Ticking clocks, reptilian hiss of fire, and without, the scampering wind.

She abandoned herself in a yawn, flinging out her long arms, shutting her eyes. Her wool work slipped to the carpet. The clocks ticked. The fire hissed. She leaned forward to pick up the sock, but instead huddled up over the fire, her elbows on her knees, her forehead in her hands.

'I am tired,' she said, 'or sleepy,' and thought of the horsehair sofa out of sight at the back of the room beyond the radiance of the gas-lamp. Sears was above in his study working on Dante. He would finish canto twelve to-night, and she would finish the sock. How deathly still is a house in spring when the wind nuzzles the doors, begging to get in. She raised her violet-shadowed eyes reproachfully towards the rattling panes beyond the nimbus of the couch. 'You wouldn't like it, wind,' she said, 'if I should open a window and let you in. Go a long way off, out to sea, or down on the Cape. Concord is not the place for you.' But the wind snuffed like a hound.

The inertia of her body was at the moment too great to allow her to pick up the dropped crocheting or cross the room to the sofa.

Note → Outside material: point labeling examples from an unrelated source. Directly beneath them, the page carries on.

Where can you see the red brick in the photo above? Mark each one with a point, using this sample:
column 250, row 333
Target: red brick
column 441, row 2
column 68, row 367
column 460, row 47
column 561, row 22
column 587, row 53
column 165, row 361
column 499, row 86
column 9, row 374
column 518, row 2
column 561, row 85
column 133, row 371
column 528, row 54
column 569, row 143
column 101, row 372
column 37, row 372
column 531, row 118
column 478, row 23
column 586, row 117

She yawned again and stretched herself from finger tip to toe-tip, as cats yawn and stretch. Her head sank. She was happy and almost asleep. The wind, the ticking clocks, the hot noises of the fire lulled her. 'Double crochet, seam two and purl two...women knitting antimacassars against the Judgment Day. But it is not now what my fingers do, but my body.'

Sometimes it seemed strange to her that there was a live animal growing within her, something insistent that would eventually want to come into life of its own and would not care if it killed her in the process. She did not believe that she would care very much to-night if it did. She was so hypnotized, so sunk in life, she knew no fear of death. She felt no love for the 'little new soul' which the minister had told her God had entrusted to her, but its presence gave her satisfaction, a sense of well-being. Her life should be its life. The things that had hurt and delighted her should in turn hurt and delight the 'little soul.' And in turn this soul would bear or beget more souls who in turn would learn the realities of existence. She thought of Roger and the wind of human experience. She moved with a heavy twist.

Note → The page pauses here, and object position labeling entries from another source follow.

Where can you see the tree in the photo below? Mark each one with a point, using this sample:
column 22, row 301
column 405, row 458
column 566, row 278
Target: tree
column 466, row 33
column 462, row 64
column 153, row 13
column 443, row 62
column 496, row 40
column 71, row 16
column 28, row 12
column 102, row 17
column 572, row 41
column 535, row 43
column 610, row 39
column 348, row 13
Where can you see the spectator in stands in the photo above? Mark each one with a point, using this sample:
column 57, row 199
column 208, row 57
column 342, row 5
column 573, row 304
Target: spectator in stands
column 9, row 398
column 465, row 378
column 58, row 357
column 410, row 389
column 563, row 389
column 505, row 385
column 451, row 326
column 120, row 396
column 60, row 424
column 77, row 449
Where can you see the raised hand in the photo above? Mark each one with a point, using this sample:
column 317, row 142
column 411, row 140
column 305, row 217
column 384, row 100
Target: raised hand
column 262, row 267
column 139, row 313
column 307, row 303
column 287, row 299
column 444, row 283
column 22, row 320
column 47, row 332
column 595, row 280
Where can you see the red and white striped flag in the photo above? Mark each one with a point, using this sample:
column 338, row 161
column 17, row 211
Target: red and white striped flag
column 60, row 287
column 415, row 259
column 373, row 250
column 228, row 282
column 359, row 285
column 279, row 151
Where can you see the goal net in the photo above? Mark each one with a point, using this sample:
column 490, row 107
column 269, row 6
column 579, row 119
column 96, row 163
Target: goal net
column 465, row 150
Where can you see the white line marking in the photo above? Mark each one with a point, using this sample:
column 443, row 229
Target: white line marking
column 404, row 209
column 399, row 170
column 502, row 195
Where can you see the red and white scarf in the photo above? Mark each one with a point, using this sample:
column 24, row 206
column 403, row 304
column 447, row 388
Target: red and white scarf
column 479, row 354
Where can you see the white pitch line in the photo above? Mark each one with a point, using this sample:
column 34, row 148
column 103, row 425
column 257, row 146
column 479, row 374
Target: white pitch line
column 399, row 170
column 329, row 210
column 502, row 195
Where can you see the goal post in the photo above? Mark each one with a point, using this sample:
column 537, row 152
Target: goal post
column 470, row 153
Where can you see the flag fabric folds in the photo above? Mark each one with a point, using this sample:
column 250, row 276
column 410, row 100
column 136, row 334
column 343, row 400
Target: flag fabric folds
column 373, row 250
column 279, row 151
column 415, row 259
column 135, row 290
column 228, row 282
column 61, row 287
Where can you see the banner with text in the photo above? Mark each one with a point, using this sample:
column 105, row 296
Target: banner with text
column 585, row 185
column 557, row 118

Once she would have gotten up to let in the begging wind; now she felt that merely existing and letting this new life spring from her was enough. Footsteps paced the ceiling. One, two, three, four, five, six, seven; then back again, seven, six, five, four, three, two, one; and he was under his student lamp with Dante before him. She dozed.

The ticking of the French clock upon the mantel and the grandfather clock upon the stair...the ticking of her Swiss watch at her belt, and upstairs the ticking of Sears's big gold Gorham in his waistcoat pocket. One, two, three...a pause. A door opened and shut. His feet upon the stairs and he was beside her. She really heard his watch at last just above her ear, but was too sleepy to turn her head.

'Yes, dear?'

'I thought I would stop for a breathing spell. It must be past your bedtime.'

'Yes, far past.'

He moved restlessly about the room, and Lanice was dully annoyed because he seemed to have something on his mind.

'It is dark in here, Lanice.'

'I know; I like it dark.'

'And your fire is almost out.'

He seated himself upon the arm of her chair, but she moved, so he sat finally in the chair with her in his arms.

'Lanice,' he said, 'you are sure you are happy?'

'Yes.'

'You do not regret what you have given up?'

'I'll never have as nice a figure again.'

'No, no. I don't mean trifles like that. But you are a talented woman.'

She felt by the stiffness of his body that something worried him, and that he was about to speak of it.

'Ah, Lanice. This afternoon I went to your lower desk drawer to find, if I could, a map of Italy, and I found—instead—these.'

She opened her eyes listlessly and saw that he held in his thick hand the four stories that she had written in such delicious frenzy at Porlock Weir.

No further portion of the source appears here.